CONCLUSION AND ORDER

 

Therefore, the Court overrules Defendant’s demurrer to the first and second causes of action in the first amended complaint, and sustains the demurrer to the third cause of action in the first amended complaint, without leave to amend. [2]  The Court orders Defendant to file and serve an answer to the first amended complaint within 20 days of the hearing.

 

            The Clerk of the Court shall provide notice of the Court’s ruling. 

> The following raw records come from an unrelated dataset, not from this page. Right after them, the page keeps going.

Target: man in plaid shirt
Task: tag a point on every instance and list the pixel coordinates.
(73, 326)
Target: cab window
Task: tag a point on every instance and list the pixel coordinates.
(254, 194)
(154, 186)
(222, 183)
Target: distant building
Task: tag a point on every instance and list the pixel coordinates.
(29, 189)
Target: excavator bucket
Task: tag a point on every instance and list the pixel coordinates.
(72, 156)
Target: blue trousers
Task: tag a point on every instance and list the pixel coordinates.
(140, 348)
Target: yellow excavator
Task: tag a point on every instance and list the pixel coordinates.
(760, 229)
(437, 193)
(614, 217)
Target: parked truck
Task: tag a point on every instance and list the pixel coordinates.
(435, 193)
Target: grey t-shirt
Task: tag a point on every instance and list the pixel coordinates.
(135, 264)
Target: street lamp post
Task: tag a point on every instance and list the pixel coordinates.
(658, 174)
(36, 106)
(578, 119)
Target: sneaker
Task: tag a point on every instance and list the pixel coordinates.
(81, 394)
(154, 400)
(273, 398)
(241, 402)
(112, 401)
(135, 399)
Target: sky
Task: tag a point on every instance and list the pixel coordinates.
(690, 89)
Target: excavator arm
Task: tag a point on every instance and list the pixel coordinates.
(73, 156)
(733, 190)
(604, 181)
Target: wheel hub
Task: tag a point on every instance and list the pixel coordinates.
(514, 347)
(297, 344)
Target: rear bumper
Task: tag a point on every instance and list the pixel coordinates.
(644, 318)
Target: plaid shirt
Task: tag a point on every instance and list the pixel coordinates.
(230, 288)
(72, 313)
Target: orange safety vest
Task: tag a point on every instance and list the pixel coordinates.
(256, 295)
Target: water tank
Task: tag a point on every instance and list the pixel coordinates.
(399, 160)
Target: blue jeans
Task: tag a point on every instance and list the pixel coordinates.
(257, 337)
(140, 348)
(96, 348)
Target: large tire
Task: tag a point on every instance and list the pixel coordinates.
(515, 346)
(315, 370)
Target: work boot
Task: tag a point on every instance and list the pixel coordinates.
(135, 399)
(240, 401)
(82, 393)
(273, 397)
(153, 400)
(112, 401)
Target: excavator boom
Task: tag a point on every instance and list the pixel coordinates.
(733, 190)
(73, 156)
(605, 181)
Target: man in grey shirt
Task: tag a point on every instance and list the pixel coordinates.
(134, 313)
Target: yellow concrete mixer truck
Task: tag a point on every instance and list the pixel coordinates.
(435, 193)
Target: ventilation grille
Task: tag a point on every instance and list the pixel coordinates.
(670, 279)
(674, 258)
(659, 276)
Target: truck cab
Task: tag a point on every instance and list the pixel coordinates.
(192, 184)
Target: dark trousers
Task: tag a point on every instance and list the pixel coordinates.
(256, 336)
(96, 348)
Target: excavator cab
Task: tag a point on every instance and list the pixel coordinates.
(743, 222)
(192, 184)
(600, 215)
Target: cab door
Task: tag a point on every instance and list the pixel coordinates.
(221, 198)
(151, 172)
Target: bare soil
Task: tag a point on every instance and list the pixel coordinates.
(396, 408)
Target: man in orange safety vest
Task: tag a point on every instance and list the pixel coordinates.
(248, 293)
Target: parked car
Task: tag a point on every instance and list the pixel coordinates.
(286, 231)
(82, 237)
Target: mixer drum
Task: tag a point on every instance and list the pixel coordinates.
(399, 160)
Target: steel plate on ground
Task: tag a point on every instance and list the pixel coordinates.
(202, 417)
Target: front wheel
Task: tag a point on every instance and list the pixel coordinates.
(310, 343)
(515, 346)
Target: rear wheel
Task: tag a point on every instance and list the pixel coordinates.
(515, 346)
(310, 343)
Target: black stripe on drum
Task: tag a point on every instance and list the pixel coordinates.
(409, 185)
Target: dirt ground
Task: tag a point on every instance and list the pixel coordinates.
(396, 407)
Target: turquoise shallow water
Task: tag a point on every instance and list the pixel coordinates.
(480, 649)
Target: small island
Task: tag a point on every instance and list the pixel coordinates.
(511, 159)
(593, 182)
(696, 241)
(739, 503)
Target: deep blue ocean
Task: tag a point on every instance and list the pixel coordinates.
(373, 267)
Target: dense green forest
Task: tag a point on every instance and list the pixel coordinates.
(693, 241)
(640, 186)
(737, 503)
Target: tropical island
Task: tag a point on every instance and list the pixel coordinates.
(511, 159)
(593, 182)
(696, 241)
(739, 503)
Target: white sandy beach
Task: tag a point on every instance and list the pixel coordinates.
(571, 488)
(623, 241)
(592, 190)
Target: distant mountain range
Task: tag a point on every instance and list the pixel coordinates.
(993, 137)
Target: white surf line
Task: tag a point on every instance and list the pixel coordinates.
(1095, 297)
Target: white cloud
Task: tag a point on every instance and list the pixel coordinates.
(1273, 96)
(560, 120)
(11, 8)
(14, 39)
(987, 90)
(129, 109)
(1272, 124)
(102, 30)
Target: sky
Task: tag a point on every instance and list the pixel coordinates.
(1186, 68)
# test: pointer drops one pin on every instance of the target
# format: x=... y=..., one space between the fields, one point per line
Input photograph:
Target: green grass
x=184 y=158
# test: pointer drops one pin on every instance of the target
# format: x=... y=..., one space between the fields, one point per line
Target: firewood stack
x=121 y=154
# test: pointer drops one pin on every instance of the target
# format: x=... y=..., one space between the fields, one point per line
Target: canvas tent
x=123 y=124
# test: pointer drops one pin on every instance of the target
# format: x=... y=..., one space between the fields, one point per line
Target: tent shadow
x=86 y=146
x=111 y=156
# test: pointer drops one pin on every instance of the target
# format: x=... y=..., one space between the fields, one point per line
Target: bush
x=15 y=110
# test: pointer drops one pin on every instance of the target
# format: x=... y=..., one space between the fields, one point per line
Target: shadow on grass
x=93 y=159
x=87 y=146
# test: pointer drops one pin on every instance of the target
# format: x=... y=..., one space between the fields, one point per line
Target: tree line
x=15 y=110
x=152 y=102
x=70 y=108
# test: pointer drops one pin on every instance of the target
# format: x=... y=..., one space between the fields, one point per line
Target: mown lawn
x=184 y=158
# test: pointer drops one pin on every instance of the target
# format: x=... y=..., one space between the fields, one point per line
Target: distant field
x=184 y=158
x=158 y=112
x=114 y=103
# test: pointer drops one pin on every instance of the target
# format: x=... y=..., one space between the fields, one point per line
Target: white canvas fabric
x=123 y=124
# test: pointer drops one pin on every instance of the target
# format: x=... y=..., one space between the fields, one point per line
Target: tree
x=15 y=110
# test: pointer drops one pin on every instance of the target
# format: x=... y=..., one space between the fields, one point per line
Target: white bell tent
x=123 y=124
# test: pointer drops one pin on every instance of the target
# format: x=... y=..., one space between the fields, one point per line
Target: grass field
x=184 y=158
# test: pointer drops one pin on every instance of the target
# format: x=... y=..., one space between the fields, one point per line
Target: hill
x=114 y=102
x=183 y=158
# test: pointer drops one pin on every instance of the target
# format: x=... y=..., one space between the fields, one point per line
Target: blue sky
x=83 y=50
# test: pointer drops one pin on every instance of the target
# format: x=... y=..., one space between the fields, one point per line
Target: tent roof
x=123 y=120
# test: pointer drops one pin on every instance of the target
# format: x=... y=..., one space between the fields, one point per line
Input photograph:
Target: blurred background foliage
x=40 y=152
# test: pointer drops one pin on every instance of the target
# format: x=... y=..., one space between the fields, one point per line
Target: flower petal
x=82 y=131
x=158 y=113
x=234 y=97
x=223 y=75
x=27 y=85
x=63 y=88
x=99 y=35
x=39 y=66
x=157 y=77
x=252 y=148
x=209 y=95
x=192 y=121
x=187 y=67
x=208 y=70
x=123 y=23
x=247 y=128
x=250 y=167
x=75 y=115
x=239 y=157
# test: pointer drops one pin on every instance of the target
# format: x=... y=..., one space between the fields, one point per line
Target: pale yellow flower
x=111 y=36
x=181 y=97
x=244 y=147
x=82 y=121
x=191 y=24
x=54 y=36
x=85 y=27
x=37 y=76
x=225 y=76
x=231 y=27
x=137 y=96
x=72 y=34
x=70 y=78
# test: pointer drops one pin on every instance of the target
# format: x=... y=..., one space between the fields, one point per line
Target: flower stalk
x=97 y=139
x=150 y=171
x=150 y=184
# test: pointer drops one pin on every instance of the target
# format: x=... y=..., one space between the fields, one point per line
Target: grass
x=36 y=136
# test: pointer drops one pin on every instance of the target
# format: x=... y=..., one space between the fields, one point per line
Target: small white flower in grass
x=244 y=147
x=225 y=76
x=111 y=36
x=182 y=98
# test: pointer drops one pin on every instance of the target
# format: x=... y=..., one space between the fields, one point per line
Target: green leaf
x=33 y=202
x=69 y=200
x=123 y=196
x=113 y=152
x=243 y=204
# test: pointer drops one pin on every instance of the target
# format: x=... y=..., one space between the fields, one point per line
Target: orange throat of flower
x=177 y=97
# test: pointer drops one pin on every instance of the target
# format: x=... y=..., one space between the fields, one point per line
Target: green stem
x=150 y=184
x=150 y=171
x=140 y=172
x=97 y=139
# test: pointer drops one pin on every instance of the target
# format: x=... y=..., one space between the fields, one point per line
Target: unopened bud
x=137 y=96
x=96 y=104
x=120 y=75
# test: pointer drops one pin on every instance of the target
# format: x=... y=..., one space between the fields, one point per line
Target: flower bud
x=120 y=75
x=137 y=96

[1] Rowland v. Christian (1968) 69 Cal.2d 108 (hereafter, “Rowland”).

 

[2] Plaintiff has the burden of showing in what manner the second amended complaint could be amended and how the amendment would change the legal effect of the complaint, i.e., state a cause of action. (See The Inland Oversight Committee v City of San Bernardino (2018) 27 Cal.App.5th 771, 779; PGA West Residential Assn., Inc. v Hulven Int'l, Inc. (2017) 14 Cal.App.5th 156, 189.) The plaintiff must not only state the legal basis for the amendment, but also the factual allegations sufficient to state a cause of action or claim. (See PGA West Residential Assn., Inc. v Hulven Int'l, Inc., supra, 14 Cal.App.5th at p. 189.) Moreover, a plaintiff does not meet his or her burden by merely stating in the opposition to a demurrer or motion to strike that “if the Court finds the operative complaint deficient, plaintiff respectfully requests leave to amend.” (See Major Clients Agency v Diemer (1998) 67 Cal.App.4th 1116, 1133; Graham v Bank of America (2014) 226 Cal.App.4th 594, 618 [asserting an abstract right to amend does not satisfy the burden].)  Here, because Plaintiff’s opposition does not show in what manner the complaint could be amended to state a viable cause of action, he has failed to meet his burden.